Gyre tried to keep his voice steady. “Once she can move, we’ll leave. You won’t see us again.”

“Good,” Lynnia said. She turned away from him, and a measure of professional detachment returned to her tone. “She should wake up anytime. I’d wait until tomorrow evening to get moving.”

“Until tomorrow evening, then.” Gyre hesitated, and Lynnia walked away, bad leg dragging. “Thank you, Lynnia.”

The alchemist snorted and slammed the door behind her.

*

Eventually, with the quickheal doing its work, the pounding in Gyre’s head subsided. He managed to make it to the washroom at the end of the hall, and after a long piss and the chance to scrub the last of the bloodstains from his face, he felt better.

He found his mind already back at work, planning the next step. It all depends on where they took the Core Analytica. From Lynnia’s description, it sounded like there had been considerable chaos at the warehouse, and it was just possible no one had realized its importance. But Maya would have brought my pack back with her, so it’s probably in the Spike by now. That made things harder, but not necessarily impossible—

Halfway down the hall, outside the guest room door, he paused at the sound of sobbing.

The only person who could be in that room was Kit. But the idea of Kit crying—Kitsraea Doomseeker—seemed about as likely as taking a stroll to the moon.

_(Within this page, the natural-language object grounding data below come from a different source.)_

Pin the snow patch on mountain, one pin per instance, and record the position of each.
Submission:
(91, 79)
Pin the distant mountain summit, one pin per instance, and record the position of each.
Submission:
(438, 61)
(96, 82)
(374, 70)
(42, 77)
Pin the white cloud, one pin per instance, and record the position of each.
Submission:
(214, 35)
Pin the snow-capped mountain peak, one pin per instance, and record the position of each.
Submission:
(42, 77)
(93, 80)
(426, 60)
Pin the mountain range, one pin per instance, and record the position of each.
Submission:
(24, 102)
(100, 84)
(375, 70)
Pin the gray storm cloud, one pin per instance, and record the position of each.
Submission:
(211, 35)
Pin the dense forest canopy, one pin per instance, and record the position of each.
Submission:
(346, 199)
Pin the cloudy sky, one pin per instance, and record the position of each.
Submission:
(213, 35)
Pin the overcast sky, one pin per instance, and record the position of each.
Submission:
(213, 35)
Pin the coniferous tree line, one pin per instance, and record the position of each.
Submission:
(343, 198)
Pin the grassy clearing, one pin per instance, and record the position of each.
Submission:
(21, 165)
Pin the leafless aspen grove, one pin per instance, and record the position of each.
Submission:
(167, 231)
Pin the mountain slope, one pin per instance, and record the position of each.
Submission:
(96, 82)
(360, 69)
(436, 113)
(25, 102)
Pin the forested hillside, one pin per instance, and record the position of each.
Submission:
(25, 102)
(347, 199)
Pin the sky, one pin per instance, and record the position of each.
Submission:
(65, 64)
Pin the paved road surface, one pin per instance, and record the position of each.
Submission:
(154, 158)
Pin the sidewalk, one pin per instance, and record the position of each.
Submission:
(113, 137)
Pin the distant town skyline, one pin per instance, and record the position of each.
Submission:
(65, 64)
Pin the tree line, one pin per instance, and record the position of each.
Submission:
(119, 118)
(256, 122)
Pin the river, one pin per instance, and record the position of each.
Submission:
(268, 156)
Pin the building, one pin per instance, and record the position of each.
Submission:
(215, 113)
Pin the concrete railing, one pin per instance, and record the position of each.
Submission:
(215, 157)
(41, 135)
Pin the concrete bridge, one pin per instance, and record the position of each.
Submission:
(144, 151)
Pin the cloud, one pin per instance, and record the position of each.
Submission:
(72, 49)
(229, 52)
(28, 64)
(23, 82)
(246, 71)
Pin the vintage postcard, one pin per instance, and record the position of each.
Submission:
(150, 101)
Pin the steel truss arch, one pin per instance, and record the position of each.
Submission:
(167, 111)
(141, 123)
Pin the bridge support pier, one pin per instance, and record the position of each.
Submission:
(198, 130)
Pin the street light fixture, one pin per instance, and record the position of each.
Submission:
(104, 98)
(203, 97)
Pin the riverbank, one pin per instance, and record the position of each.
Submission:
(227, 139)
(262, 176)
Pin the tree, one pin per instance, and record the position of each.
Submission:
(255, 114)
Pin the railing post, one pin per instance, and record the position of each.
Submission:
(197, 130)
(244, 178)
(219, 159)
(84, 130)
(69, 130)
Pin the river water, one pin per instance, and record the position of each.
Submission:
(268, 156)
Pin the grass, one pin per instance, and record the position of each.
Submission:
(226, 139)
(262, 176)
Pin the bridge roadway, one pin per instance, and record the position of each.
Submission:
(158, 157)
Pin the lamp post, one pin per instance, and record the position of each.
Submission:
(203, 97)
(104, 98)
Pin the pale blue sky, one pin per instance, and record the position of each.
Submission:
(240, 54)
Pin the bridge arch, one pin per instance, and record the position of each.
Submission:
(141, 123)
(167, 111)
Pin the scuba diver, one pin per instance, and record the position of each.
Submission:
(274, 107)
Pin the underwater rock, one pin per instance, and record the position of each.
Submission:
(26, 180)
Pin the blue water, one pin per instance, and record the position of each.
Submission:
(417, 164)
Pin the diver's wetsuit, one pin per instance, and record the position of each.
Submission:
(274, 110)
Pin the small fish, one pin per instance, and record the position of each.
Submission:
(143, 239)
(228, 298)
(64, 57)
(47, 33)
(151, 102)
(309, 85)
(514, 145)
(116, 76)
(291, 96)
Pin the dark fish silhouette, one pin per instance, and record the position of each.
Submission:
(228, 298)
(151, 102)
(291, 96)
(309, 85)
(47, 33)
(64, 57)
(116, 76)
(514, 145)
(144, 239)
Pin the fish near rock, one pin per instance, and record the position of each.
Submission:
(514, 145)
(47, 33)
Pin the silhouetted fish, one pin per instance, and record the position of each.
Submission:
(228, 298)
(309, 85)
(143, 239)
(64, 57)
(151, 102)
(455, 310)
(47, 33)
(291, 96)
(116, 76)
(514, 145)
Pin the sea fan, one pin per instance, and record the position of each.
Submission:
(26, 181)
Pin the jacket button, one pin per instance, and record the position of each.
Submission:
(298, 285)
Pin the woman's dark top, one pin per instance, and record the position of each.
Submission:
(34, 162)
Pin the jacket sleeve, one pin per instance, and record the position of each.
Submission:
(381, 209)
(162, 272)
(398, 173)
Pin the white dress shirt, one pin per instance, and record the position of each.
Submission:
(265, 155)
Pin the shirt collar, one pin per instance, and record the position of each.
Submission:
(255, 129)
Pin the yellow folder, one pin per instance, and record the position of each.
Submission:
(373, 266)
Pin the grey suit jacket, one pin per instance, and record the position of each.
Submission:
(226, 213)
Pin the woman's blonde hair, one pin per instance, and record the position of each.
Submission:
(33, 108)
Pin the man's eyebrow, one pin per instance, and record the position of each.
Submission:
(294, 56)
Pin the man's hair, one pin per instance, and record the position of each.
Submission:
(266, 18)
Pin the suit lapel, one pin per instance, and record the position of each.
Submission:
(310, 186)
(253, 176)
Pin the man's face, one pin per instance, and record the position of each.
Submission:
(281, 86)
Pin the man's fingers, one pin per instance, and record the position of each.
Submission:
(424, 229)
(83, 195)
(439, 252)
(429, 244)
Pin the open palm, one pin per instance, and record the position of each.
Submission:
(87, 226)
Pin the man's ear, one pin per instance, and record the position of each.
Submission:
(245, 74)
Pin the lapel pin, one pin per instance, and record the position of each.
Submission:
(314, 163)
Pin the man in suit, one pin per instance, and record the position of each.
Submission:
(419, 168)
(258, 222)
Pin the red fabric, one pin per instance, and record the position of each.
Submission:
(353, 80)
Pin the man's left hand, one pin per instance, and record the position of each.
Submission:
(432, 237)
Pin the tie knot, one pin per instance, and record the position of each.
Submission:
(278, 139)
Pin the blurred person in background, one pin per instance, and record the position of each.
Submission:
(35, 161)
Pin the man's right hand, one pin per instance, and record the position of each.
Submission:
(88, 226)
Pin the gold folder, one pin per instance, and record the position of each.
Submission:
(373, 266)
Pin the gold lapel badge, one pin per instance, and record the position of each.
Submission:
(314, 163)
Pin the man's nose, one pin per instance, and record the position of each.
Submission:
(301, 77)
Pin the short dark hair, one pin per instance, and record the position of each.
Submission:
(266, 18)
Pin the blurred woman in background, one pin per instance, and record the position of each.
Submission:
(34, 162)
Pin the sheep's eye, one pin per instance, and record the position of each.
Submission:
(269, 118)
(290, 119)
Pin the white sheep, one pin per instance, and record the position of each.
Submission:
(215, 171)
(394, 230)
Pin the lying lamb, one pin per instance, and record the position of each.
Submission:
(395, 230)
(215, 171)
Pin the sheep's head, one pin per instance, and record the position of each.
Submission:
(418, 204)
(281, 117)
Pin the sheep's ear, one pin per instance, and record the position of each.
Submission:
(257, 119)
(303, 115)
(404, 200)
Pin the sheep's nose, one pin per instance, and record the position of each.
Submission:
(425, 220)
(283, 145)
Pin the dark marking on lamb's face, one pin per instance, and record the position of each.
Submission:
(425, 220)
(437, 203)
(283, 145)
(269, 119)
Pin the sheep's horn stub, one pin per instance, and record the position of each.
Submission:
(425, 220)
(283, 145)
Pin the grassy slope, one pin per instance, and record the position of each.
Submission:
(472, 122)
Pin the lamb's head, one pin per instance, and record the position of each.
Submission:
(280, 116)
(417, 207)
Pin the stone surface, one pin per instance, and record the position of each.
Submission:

She’d barely flinched at the charge of an ancient ghoul-construct, and laughed at the prospect of being caught by Raskos’ Legionaries.

He hesitated, then rapped at the door.

“I’m still not hungry.” It was Kit’s voice.

“It’s me,” Gyre said. “Can I come in?”

There was a long pause. “I suppose.”

He opened the door. Kit was sitting up in the spare bed. She wore nothing but a thin shift and a collection of bandages, one wound around her head, another swathing her broken fingers, and several more covering a variety of cuts. Bruises were blooming across the right side of her body, and her eyes were red and puffy.

“You carried me back here?” she said.

Gyre nodded and closed the door behind him.

“I admit I expected to wake up in a prison cell,” she said, pulling her knees to her chest under the blanket. “Or not at all. Did you kill that centarch?”

Gyre gave an involuntary laugh. “Not even close.”

“Then what happened?”

“She let us go. It’s … a long story.”